Home Affaires« La mutualité et la microfinance, qui ont bénéficié de l’exonération de l’impôt sur les intérêts, doivent être développées »

« La mutualité et la microfinance, qui ont bénéficié de l’exonération de l’impôt sur les intérêts, doivent être développées »

by Amélie Bernard

Publié le 17 janvier 2026. Les institutions de financement mutualiste en Corée du Sud, bénéficiant d’avantages fiscaux, sont pointées du doigt pour avoir privilégié des investissements immobiliers à haut risque au détriment de leur mission initiale de soutien à leurs membres.

  • L’Institut coréen des finances alerte sur une concentration excessive des fonds dans des prêts immobiliers à haut risque.
  • La part des prêts accordés aux membres des institutions de financement mutualiste a considérablement diminué ces dix dernières années.
  • Des réformes fiscales et un renforcement de la supervision sont envisagés pour recentrer ces institutions sur leur rôle initial.

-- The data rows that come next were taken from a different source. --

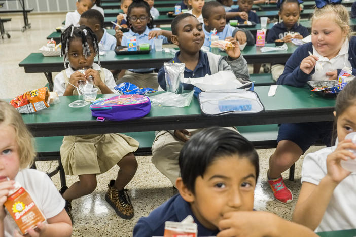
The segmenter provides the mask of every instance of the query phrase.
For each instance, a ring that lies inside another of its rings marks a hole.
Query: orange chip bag
[[[49,93],[47,87],[32,90],[13,99],[10,103],[21,113],[34,113],[49,107]]]

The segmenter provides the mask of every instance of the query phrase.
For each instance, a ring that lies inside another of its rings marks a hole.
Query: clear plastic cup
[[[96,99],[96,95],[98,90],[99,89],[95,87],[84,89],[83,91],[83,94],[84,95],[84,100],[86,101],[93,102]]]
[[[153,44],[155,45],[155,50],[156,51],[162,51],[162,45],[163,44],[163,38],[153,39]]]
[[[268,17],[260,17],[260,20],[261,21],[261,28],[267,28],[267,21],[268,19]]]
[[[354,144],[356,144],[356,132],[350,133],[345,137],[345,139],[351,139]],[[356,154],[355,150],[350,150],[350,151]],[[356,172],[356,159],[351,159],[349,157],[347,161],[341,160],[340,162],[343,168],[351,172]]]

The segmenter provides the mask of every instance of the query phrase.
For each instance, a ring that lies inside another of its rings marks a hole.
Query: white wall
[[[3,9],[19,9],[22,0],[0,0],[4,3]],[[69,12],[77,9],[76,0],[24,0],[26,8],[34,8],[32,12]]]

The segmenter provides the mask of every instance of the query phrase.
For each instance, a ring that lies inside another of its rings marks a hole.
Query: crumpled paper
[[[288,49],[288,46],[286,44],[280,46],[275,47],[264,47],[261,48],[261,52],[265,53],[269,51],[287,51]]]
[[[207,74],[203,77],[185,78],[183,82],[193,85],[204,91],[239,88],[247,85],[242,84],[237,80],[232,71],[220,71],[213,75]]]

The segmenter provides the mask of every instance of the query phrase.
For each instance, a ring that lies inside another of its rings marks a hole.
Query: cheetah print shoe
[[[119,191],[114,187],[115,182],[115,180],[110,180],[105,200],[113,207],[118,216],[123,219],[131,219],[133,217],[133,207],[127,194],[128,190],[124,189]]]

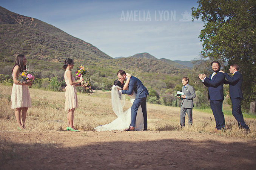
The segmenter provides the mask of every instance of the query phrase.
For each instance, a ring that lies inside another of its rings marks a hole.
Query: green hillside
[[[182,65],[185,65],[189,68],[193,67],[193,66],[194,65],[194,64],[191,61],[181,61],[180,60],[174,60],[173,61]]]
[[[133,56],[131,56],[131,58],[145,58],[147,59],[152,59],[153,60],[157,60],[158,59],[154,57],[153,55],[148,53],[142,53],[136,54]]]
[[[177,105],[174,93],[181,88],[181,78],[189,72],[181,65],[163,61],[147,53],[113,59],[51,25],[2,7],[0,28],[0,82],[5,84],[12,85],[15,58],[23,54],[29,67],[38,74],[34,88],[61,90],[66,85],[63,63],[70,58],[75,61],[73,74],[79,64],[88,67],[93,89],[111,90],[116,73],[122,69],[142,80],[150,93],[149,102]]]
[[[0,7],[0,57],[24,54],[53,62],[112,58],[92,44],[37,19]]]
[[[163,62],[165,62],[166,63],[168,64],[169,64],[172,65],[173,67],[182,68],[188,68],[187,67],[186,67],[185,66],[183,65],[179,64],[174,61],[169,60],[168,59],[167,59],[165,58],[160,58],[160,59],[159,59],[159,60]]]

Les institutions de financement mutualiste, qui bénéficient d’une exonération fiscale sur les intérêts, ont dévié de leur objectif premier en investissant massivement dans des prêts de financement de projets immobiliers (PF) considérés comme risqués, révèle une analyse récente de l’Institut coréen des finances. Cette orientation a entraîné une détérioration de leur rentabilité et de la solidité de leurs actifs.

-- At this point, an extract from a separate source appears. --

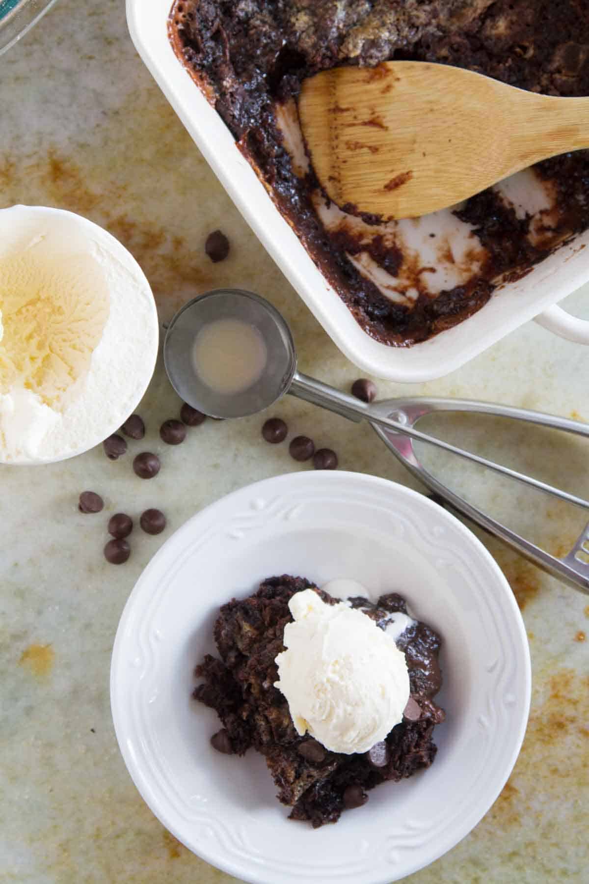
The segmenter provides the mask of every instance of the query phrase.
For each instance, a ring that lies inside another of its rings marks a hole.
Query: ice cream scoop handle
[[[292,379],[292,384],[289,392],[292,393],[294,396],[298,396],[299,399],[304,399],[307,402],[312,402],[313,405],[318,405],[321,408],[328,408],[329,411],[334,411],[336,415],[341,415],[342,417],[347,417],[351,421],[359,422],[363,418],[366,418],[366,420],[369,420],[371,423],[374,423],[385,430],[393,430],[395,432],[409,436],[410,438],[416,441],[427,442],[428,445],[433,445],[436,448],[442,448],[443,451],[449,452],[452,454],[457,454],[458,457],[463,457],[466,461],[478,463],[481,467],[487,467],[488,469],[492,469],[495,473],[501,473],[502,475],[507,476],[511,479],[515,479],[517,482],[521,482],[523,484],[529,485],[532,488],[536,488],[538,491],[545,492],[547,494],[552,494],[560,500],[564,500],[567,503],[572,503],[577,507],[582,507],[585,509],[589,509],[589,501],[578,497],[576,494],[570,494],[568,492],[563,492],[560,488],[555,488],[554,485],[547,484],[546,482],[541,482],[540,479],[534,479],[532,476],[525,476],[523,473],[518,473],[515,469],[510,469],[509,467],[503,467],[502,464],[495,463],[494,461],[488,461],[486,457],[480,457],[479,454],[475,454],[472,452],[464,451],[463,448],[458,448],[456,446],[450,445],[449,442],[444,442],[443,439],[436,438],[435,436],[429,436],[427,433],[420,432],[420,431],[415,430],[413,427],[407,426],[399,421],[395,421],[390,417],[382,416],[379,414],[378,408],[375,408],[366,402],[362,402],[354,396],[350,396],[348,393],[342,392],[340,390],[336,390],[335,387],[329,386],[328,384],[322,384],[321,381],[315,380],[314,377],[309,377],[306,375],[297,372]],[[391,403],[392,402],[394,402],[394,400],[391,400]],[[489,407],[487,406],[487,410],[489,410]],[[473,409],[471,408],[471,410]],[[505,410],[507,411],[508,409]],[[521,409],[511,410],[513,412],[517,410],[521,411]],[[556,418],[547,416],[546,423],[548,425],[554,426],[555,422],[558,419]],[[540,422],[537,420],[535,423]],[[570,425],[567,425],[566,427],[563,426],[564,423]],[[561,421],[560,425],[562,426],[562,429],[566,429],[569,431],[583,433],[584,431],[586,431],[586,427],[583,427],[579,423],[576,424],[576,423],[572,421]],[[576,426],[575,430],[572,429],[573,426]]]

Koo Jeong-han, chercheur principal à l’Institut coréen des finances, souligne que

« L’objectif initial de la finance mutualiste est d’opérer et de mener des affaires d’une manière qui renforce les intérêts des membres, mais la rentabilité et la solidité des actifs se sont récemment détériorées considérablement en raison de la concentration excessive des fonds dans des actifs à haut risque. »

Koo Jeong-han, chercheur principal à l’Institut coréen des finances

Selon l’étude, les prêts immobiliers PF de la finance mutualiste représentent désormais 29,53 % des prêts NPL (prêts non performants) du secteur. Au premier semestre de l’année dernière, 39 700 milliards de wons (environ 28,5 milliards d’euros) de prêts immobiliers PF étaient classés en catégories C ou D, indiquant des problèmes de remboursement ou un risque de défaut, un montant supérieur à celui de tout autre secteur financier.

Cette dérive s’explique en partie par le durcissement des réglementations LTV (Loan-to-Value) et DTI (Debt-to-Income) sur les prêts hypothécaires au logement à partir de 2017, qui a incité les institutions de financement mutualiste à se tourner vers le financement de projets immobiliers. L’effondrement du marché immobilier depuis 2022 a exacerbé les risques.

Parallèlement, la proportion de prêts accordés aux membres de ces institutions a diminué. Fin 2015, 78,8 % des prêts des coopératives de crédit étaient accordés à leurs membres, contre seulement 49,2 % à la fin du premier semestre de l’année dernière. Pour Nonghyup, cette proportion est passée de 33,6 % à 24,4 %, et pour Suhyup, de 22,7 % à 15,0 % sur la même période.

L’Institut coréen des finances pointe également du doigt le système d’exonération fiscale sur les revenus d’intérêts, qui a facilité l’attraction de dépôts, notamment de la part de contribuables aisés, permettant ainsi aux institutions de financement mutualiste de lever des fonds à faible coût. Koo Jeong-han estime que

« Des avantages d’exonération fiscale ont été introduits pour aider les gens ordinaires à créer de la richesse, mais contrairement à leur objectif prévu, ils ont été utilisés comme moyen financier pour les salariés à revenus élevés, et la finance mutualiste est devenue une opportunité de lever facilement des fonds à faible taux d’intérêt. »

Koo Jeong-han, chercheur principal à l’Institut coréen des finances

Une modification de la loi a récemment été adoptée pour réorganiser ce système d’imposition. Les revenus d’intérêts générés par des dépôts inférieurs ou égaux à 30 millions de wons (environ 21 600 euros) seront exonérés d’impôt jusqu’en 2025, puis soumis à une imposition de 5 % en 2026 et de 9 % après 2027.

Pour remédier à cette situation, l’Institut coréen des finances préconise un renforcement de la gestion et de la supervision par la Fédération nationale et les autorités de contrôle, ainsi qu’un développement de la microfinance. Il suggère également que les coopératives et les caisses locales déposent leurs excédents de fonds auprès de l’association centrale afin de bénéficier d’économies d’échelle et d’améliorer la rentabilité de la gestion des fonds.

Enfin, l’étude souligne la nécessité d’élaborer des plans de restructuration à moyen et long terme, en particulier pour les grandes coopératives disposant d’actifs supérieurs à 1 000 milliards de wons (environ 720 millions d’euros), dont l’insolvabilité pourrait avoir des conséquences importantes sur le marché financier.